Última hora

Novos templos para novos tempos

27 Julho 2016
Novos templos para novos tempos
Opinião
0

É tão certo como o calor de Verão: com o estio, o país recebe inúmeros festivais de música. Entre nomes consagrados mundialmente e outros emergentes, do som mainstream ao mais alternativo, desde o rock mais pesado à electrónica mais dançável, todo o espectro musical marca presença em Portugal, assim sintonizando o nosso país com uma Europa onde tais eventos há muito eram prática comum.
Mas, este ano, associado à passagem de certas bandas, surgiu uma outra visão sobre o panorama sonoro contemporâneo: a espiritual.
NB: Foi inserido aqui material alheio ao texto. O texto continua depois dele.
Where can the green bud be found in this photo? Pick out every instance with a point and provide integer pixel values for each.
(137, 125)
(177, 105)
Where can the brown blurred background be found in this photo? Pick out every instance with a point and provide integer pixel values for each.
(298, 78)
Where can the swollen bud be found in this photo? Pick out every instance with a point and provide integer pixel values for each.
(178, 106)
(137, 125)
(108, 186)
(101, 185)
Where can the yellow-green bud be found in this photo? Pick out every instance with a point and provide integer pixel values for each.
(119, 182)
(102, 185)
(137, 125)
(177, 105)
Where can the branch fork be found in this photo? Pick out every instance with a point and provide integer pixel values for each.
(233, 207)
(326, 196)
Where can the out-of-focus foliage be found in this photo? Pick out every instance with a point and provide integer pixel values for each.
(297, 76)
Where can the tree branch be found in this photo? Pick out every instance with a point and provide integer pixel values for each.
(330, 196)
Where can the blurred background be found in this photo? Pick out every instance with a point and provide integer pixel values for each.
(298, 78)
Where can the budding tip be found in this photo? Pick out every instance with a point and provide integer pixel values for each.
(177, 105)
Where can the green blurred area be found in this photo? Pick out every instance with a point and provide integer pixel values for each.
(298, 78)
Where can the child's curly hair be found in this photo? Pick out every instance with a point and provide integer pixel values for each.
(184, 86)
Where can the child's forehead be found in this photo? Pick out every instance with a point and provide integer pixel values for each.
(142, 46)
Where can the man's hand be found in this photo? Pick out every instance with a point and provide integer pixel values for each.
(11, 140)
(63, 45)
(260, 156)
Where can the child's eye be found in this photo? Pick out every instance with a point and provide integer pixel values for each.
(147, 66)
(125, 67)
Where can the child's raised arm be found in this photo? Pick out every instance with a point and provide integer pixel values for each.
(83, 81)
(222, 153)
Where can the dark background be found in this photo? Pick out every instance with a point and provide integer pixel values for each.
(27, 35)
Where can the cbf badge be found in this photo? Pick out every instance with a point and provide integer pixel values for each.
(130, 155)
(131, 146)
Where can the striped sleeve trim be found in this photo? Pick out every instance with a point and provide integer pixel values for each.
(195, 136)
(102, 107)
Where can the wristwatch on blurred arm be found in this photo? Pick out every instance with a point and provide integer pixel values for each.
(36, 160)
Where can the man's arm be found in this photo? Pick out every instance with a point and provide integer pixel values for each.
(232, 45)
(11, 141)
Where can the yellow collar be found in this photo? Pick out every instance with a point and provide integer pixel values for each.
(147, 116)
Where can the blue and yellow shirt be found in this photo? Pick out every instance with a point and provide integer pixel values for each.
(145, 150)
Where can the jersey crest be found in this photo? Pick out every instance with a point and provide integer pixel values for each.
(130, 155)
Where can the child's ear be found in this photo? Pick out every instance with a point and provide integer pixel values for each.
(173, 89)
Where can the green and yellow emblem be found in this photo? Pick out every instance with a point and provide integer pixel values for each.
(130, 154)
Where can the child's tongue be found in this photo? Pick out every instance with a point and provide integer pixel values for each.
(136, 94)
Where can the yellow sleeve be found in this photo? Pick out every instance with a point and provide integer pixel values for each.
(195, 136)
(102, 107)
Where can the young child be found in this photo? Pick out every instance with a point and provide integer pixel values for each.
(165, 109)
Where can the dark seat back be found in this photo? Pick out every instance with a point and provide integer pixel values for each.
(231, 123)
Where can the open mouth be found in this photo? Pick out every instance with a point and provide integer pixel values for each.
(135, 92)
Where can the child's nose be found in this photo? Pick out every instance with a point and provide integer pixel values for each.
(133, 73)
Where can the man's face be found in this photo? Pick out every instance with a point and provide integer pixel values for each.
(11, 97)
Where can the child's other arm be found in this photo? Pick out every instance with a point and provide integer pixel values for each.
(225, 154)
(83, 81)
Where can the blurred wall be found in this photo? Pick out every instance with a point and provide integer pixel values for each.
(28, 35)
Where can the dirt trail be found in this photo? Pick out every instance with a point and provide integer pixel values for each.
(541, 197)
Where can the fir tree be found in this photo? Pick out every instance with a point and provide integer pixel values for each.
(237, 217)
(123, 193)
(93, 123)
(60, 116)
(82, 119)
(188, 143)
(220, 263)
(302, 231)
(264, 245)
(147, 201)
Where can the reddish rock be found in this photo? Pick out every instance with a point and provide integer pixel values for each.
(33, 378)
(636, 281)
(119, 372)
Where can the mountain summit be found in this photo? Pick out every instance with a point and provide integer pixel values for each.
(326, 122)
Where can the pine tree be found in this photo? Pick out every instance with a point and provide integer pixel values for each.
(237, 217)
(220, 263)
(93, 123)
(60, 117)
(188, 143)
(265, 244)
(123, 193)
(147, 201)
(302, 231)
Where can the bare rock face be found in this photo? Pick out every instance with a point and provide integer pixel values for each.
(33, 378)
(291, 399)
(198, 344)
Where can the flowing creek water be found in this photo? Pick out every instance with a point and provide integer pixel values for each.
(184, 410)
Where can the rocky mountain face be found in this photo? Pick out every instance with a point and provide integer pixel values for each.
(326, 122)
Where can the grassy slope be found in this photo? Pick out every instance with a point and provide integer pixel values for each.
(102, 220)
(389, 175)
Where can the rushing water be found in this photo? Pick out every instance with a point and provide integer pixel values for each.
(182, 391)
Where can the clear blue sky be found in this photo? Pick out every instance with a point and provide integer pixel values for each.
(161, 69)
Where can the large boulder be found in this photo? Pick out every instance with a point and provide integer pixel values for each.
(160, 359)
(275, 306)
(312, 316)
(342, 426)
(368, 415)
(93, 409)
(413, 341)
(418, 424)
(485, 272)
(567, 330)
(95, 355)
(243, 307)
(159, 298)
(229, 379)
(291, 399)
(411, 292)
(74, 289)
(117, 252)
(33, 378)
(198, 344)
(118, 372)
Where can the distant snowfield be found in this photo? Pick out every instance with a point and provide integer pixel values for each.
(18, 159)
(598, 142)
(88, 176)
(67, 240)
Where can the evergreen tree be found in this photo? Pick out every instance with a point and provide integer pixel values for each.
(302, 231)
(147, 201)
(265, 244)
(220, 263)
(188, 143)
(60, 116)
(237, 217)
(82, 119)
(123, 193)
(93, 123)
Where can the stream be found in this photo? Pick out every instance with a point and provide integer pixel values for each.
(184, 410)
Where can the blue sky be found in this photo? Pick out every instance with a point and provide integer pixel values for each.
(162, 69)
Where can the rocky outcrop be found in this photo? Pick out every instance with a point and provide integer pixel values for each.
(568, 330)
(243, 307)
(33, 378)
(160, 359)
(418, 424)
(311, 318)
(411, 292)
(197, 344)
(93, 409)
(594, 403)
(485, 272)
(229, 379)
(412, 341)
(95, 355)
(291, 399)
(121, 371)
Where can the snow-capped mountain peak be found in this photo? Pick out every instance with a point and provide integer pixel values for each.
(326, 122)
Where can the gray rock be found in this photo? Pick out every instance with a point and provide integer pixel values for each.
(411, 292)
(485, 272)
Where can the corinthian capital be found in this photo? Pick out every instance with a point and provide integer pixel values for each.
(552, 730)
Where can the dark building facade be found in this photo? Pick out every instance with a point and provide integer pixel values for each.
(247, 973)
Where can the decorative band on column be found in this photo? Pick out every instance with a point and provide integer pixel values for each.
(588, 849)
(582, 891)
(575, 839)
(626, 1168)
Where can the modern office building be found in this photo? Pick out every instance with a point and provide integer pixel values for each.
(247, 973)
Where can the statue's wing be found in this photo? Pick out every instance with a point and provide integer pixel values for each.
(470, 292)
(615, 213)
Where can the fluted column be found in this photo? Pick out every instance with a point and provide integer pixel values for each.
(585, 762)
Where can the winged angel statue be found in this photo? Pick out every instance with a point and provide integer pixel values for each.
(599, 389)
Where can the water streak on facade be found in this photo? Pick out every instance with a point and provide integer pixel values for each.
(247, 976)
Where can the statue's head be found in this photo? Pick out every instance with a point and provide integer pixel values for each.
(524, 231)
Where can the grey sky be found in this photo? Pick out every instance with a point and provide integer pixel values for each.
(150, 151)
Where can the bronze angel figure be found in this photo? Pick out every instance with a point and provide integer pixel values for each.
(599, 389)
Quem anda minimamente atento ao fenómeno musical, sabe que algumas canções têm um cariz religioso, não necessariamente procedente desta ou daquela religião, mas com o autor a aproveitar o sentido das letras para abordar questões metafísicas como o nosso lugar perante o Universo, perante a Vida, perante Deus, perante a nossa própria consciência existencial. Parece um cenário impossível, quando se acusa a música pop/rock de ser “superficial”, exceptuando casos precisos em que é utilizada como arma denunciadora ou, como cá ficou conhecida, “de intervenção”. O tiro de partida foi dado pelo Pe. Tolentino de Mendonça, em “A teologia segundo Bruce Springsteen”, seguido, semanas depois, dum brilhante texto de Henrique Raposo, “Aleluia! Ou o rock enquanto fé”.
A visão destes dois colunistas está impregnada de cristianismo. Citam, naturalmente, os americanos Springsteen e Johnny Cash, mas também o australiano Nick Cave, os irlandeses católicos U2 e os canadianos Arcade Fire e até o judeu Leonard Cohen. Tudo proveniente do universo anglo-saxónico, onde a leitura dos textos sagrados é uma prática habitual desde tenra idade. Não admira, portanto, que estes songwriters, ou escritores de canções, vertam para as suas composições muito do ensinamento religioso que lhes foi ministrado. Mas não o transcrevem, antes mostram o quanto o assimilaram. A religião serviu-lhes para crescerem, para construírem a sua mundividência, para expiar as suas angústias existenciais.
Canções dos U2 como “One”, onde se proclama a igualdade e a fraternidade entre todos os seres humanos ou “Where the Streets Have no Name”, onde se brinda à liberdade do homem para desbravar “mares nunca dantes navegados”, só são compreensíveis à luz da nossa mundividência judaico-cristã. Quando Tim Booth, dos James, lamenta que “já não sinto o meu Deus a olhar por mim” não está a renegar nada, antes a dizer que, tal como Nick Cave em “Into my arms”, também não acredita num Deus interventor, mas antes num companheiro, num amigo, de Alguém que ali está, não para se substituir à nossa vontade ou para nos comandar, mas para nos ajudar nas escolhas. E quando Booth convida “os tristes, os loucos, os ridículos a sentarem-se” junto dele, está a invocar esse texto formatador da nossa civilização ocidental que dá pelo nome de “Sermão da Montanha” tal como Johnny Cash, que tanto cantava para os milionários em Las Vegas como para os criminosos na prisão de Folsom. O Bem e o Mal lutam e convivem sempre, tal como o caminho entre a terra e o céu tem dois sentidos, ambos de dar e receber, como aquela escada que Jacó viu, onde anjos subiam e desciam, e que foi sublimada pelos Led Zeppelin na imortal “Stairway to Heaven”.
Enfim, os exemplos são inúmeros e comprovam, claramente, que ao contrário do que se pensa, a espiritualidade está presente em muita da música que se ouve nos dias de hoje. Há muito menos gente com paciência para ir à Igreja ou ao templo, mas isso não quer dizer que não tenha vida espiritual. A fonte é que passou a ser outra. Em vez de graníticas catedrais, de tectos altos, para que o crente se sentisse minúsculo perante a grandeza da divindade, hoje parece que se “reza” em espaços abertos, cultivando-se a proximidade com o céu e a harmonia com o Todo, permitindo um diálogo directo, sem “intermediários”, entre Deus que, lá “de cima”, com o seu olho da Providência, observa e escuta aqueles que o saúdam e celebram.